ただ、こんな状態のA君にひたすら“やりなさい!” “やる気を出せ!”と言っても逆効果。更にやる気は無くなり反発するだけでしょう。
ただ、ここで考えてほしいのです。
そもそもA君がこうなってしまった原因はなにがキッカケだったのでしょうか?
塾・家庭教師の教え方、参考書の内容、が悪かったわけではありません。学校の授業が押さえられていない段階で他の勉強にドンドン手を出してしまったからではないでしょうか?
だったら、まずは学校の授業一本に絞って勉強していった方が、はるかに成果が出ると思います。
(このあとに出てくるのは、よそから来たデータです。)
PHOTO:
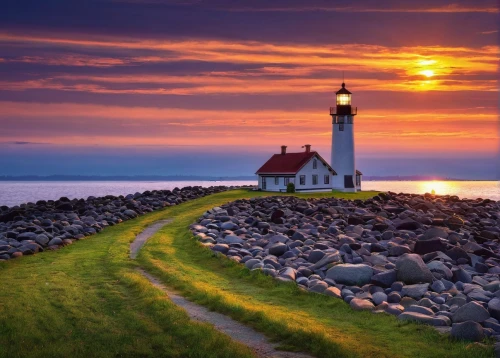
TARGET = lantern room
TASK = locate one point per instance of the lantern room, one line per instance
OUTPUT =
(343, 96)
(343, 103)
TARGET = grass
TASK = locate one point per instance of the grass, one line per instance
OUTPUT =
(87, 300)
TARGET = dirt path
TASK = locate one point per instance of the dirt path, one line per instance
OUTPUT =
(141, 239)
(237, 331)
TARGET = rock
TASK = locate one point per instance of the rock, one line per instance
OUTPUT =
(415, 291)
(278, 249)
(434, 232)
(361, 305)
(326, 260)
(350, 274)
(409, 225)
(221, 248)
(471, 311)
(333, 292)
(469, 330)
(494, 308)
(55, 242)
(415, 316)
(130, 213)
(411, 269)
(42, 239)
(384, 279)
(379, 297)
(315, 256)
(231, 239)
(426, 246)
(228, 225)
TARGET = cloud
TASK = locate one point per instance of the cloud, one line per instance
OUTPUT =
(488, 32)
(452, 8)
(265, 67)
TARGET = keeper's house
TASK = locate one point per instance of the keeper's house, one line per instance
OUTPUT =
(307, 170)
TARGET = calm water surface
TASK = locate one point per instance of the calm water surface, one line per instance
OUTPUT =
(15, 193)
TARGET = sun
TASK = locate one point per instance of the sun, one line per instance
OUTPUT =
(427, 73)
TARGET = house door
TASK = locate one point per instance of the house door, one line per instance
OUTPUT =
(348, 183)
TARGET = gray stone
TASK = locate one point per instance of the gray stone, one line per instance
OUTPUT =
(315, 256)
(221, 248)
(420, 309)
(469, 330)
(379, 297)
(415, 316)
(471, 311)
(359, 304)
(494, 308)
(278, 249)
(329, 258)
(333, 292)
(229, 225)
(415, 291)
(411, 269)
(350, 274)
(384, 279)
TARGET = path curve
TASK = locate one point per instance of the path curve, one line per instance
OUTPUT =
(141, 239)
(234, 329)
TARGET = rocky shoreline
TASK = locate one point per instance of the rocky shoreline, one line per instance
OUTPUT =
(426, 258)
(48, 225)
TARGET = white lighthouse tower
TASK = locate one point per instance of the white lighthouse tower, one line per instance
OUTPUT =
(343, 154)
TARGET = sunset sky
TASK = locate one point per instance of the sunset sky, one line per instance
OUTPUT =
(166, 87)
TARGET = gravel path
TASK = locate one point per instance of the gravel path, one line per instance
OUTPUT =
(237, 331)
(141, 239)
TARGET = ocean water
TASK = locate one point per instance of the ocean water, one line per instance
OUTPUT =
(15, 193)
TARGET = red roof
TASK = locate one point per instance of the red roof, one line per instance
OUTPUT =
(290, 163)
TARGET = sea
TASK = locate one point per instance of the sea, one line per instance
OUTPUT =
(15, 193)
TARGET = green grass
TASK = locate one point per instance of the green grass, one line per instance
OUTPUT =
(88, 300)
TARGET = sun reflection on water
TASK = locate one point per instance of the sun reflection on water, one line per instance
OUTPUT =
(439, 187)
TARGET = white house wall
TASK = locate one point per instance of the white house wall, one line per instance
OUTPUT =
(308, 171)
(270, 182)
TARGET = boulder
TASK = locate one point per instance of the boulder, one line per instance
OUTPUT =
(411, 269)
(278, 249)
(359, 304)
(469, 330)
(350, 274)
(415, 291)
(423, 247)
(471, 311)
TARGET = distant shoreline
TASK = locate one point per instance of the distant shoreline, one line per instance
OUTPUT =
(61, 178)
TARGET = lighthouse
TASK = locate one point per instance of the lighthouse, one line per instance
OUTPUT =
(348, 179)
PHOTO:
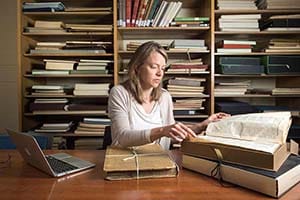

授業が解るようになれば、当然テストの結果に少なからず跳ね返ってくるでしょう。そうすればお父さんお母さんからも褒められ自信もつくでしょう。
そうすれば『やる気』も・・・必ずUPするはずです。
『つまずいてしまった原因』 = 『やる気の素』
なのです。そしてこの『つまずいてしまった原因』が 『自分の段階』でもあるんです。
もし、今やる気が出ない、伸び悩んでいる、と言った状態なら、今やっているものを変えた方がいいという事ではありません。
ただ、自分の段階だけは押さえておきましょう。その上で、今やっている勉強の活かし方を考えないと後々負担が増えてしまうばかりなのです。